Metabolix, Inc. and Archer Daniels Midland Company announced that their joint venture Telles has launched Mirel F3002, a thermoforming grade for use in food contact applications.
Metabolix, Inc. and Archer Daniels Midland Company announced that their joint venture Telles has launched Mirel F3002, a thermoforming grade for use in food contact applications.
Mirel F3002 thermoforming grade is now available for use in non-alcoholic food contact applications. The conditions of use range from frozen food storage to boiling water up to 212 degrees F, including microwave reheating. Mirel's bioplastic thermoforming grade is suitable for a range of thermoformed food service and packaging applications including cold and hot cups and cup lids, yogurt containers, tubs and trays for meats and vegetables, condiment cups and other single-serve and disposable food packaging, the Company said. The material is suitable for storage as well as food service.
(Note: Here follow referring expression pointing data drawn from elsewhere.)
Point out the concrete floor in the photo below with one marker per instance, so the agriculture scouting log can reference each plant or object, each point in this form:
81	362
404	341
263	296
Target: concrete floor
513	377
"Food contact applications represent a tremendous opportunity for Mirel and this food compliant thermoforming grade opens up a number of packaging applications for our bioplastics," said Bob Engle, General Manager of Telles. "Mirel's physical performance properties - the range of modulus, heat and water resistance - are comparable to petroleum-based plastics, but Mirel is biobased and biodegradable. These unique properties enable a wide range of alternative disposal options for the food industry, including composting and anaerobic digestion, that can help to divert waste that would otherwise be sent to landfills. These disposal options also help to create valuable secondary market products such as compost and biogas."
According to Plastics Today, the U.S. thermoforming market was approximately five billion pounds in 2008, growing at 4.3 percent per year. Telles estimates that about 70 percent of this demand is in food contact applications.
According to a release, Mirel is a family of bioplastic materials that have physical properties comparable to petroleum-based resins, yet are biobased and biodegradable in natural soil and water environments, in home composting systems, and in industrial composting facilities where such facilities are available.